UW-CTRI Researcher Dr. Kristin Berg is the lead author on the paper, Identifying Differences in Rates of Invitation to Participate in Tobacco Treatment in Primary Care, recently published in the Wisconsin Medical Journal. This secondary analysis assessed the differences of tobacco treatment invitation rates based on patient characteristics from 11 primary care clinics from two health systems in Wisconsin from 2010-2013.
The study found a significant difference in smoking cessation invitation rates among groups, despite efforts to invite all smokers. The average invitation rate between the two health systems was 67 percent. With a 92-percent average tobacco-use screening rate, it was clear there was a disconnect.
“If we don’t invite people to quit smoking, how are we going to get people into treatment options?” said Berg.
Studies going back to 1997 have concluded that certain individuals are less likely to receive cessation advice and treatment from their health-care providers. Yet, Berg expected to see a higher invitation rate because this study implemented use of the electronic health record to help rooming staff assess all individuals for tobacco use and invite all smokers to receive cost-free treatment.
The disparities remained in younger individuals, those who identify as non-white/non-black, and those with high-risk diagnoses. The health system which did not utilize visual cues to prompt invitation also had a lower invitation rate.

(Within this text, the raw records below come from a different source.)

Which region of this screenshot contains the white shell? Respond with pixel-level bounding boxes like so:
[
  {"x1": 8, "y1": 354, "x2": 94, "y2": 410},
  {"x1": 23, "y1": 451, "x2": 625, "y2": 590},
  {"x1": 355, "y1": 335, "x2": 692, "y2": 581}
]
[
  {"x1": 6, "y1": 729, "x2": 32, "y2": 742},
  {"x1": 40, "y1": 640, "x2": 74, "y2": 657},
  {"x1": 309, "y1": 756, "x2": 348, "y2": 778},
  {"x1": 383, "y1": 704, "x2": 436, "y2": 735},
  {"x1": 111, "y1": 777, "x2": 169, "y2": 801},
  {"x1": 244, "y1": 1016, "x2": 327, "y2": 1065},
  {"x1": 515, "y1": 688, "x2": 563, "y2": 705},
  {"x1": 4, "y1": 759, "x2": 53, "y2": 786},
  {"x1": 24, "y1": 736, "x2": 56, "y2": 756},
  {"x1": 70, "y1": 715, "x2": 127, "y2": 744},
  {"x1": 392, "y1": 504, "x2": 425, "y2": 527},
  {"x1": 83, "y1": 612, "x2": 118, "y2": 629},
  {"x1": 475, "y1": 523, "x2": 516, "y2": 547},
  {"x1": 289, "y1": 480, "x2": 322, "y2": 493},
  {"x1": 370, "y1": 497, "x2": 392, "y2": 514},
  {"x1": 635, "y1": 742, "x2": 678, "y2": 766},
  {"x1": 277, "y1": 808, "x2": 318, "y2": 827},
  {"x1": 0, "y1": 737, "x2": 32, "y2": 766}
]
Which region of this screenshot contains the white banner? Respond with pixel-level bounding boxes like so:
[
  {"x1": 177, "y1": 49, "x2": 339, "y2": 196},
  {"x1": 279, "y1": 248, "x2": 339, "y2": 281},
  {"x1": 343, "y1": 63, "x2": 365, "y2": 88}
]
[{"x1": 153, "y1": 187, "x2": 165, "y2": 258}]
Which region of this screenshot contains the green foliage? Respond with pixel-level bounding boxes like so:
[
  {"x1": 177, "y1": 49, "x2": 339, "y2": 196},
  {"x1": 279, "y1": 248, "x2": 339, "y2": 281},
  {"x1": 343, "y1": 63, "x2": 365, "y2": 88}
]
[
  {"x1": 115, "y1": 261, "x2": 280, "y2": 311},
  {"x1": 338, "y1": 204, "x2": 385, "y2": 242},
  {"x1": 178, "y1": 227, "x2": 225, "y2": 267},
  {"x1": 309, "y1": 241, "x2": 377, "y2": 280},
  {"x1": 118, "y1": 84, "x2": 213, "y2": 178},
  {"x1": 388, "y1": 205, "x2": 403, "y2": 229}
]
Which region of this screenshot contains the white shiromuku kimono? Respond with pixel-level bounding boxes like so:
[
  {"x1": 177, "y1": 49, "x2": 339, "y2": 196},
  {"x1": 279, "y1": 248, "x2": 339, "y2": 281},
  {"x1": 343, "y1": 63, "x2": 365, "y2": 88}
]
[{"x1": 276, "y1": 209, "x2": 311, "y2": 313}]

Berg acknowledges the importance of smokers receiving treatment invitations from health-care providers. “Even if they’re not ready to quit, it still shows that the health provider cares and demonstrates the importance of quitting smoking,” stated Berg.
Nearly two-hundred billion dollars vanish each year due to lost productivity and medical care for tobacco use in the United States. Wisconsin mimics other states in contributing to this cost.
“We need to get more creative in what we’re doing,” Berg suggests. In addition, Berg proposes to have more trained tobacco specialists in clinic.
Berg and her co-authors agree that more research on tobacco interventions is needed in order to improve screening and treatment disparities in primary care clinics and health systems.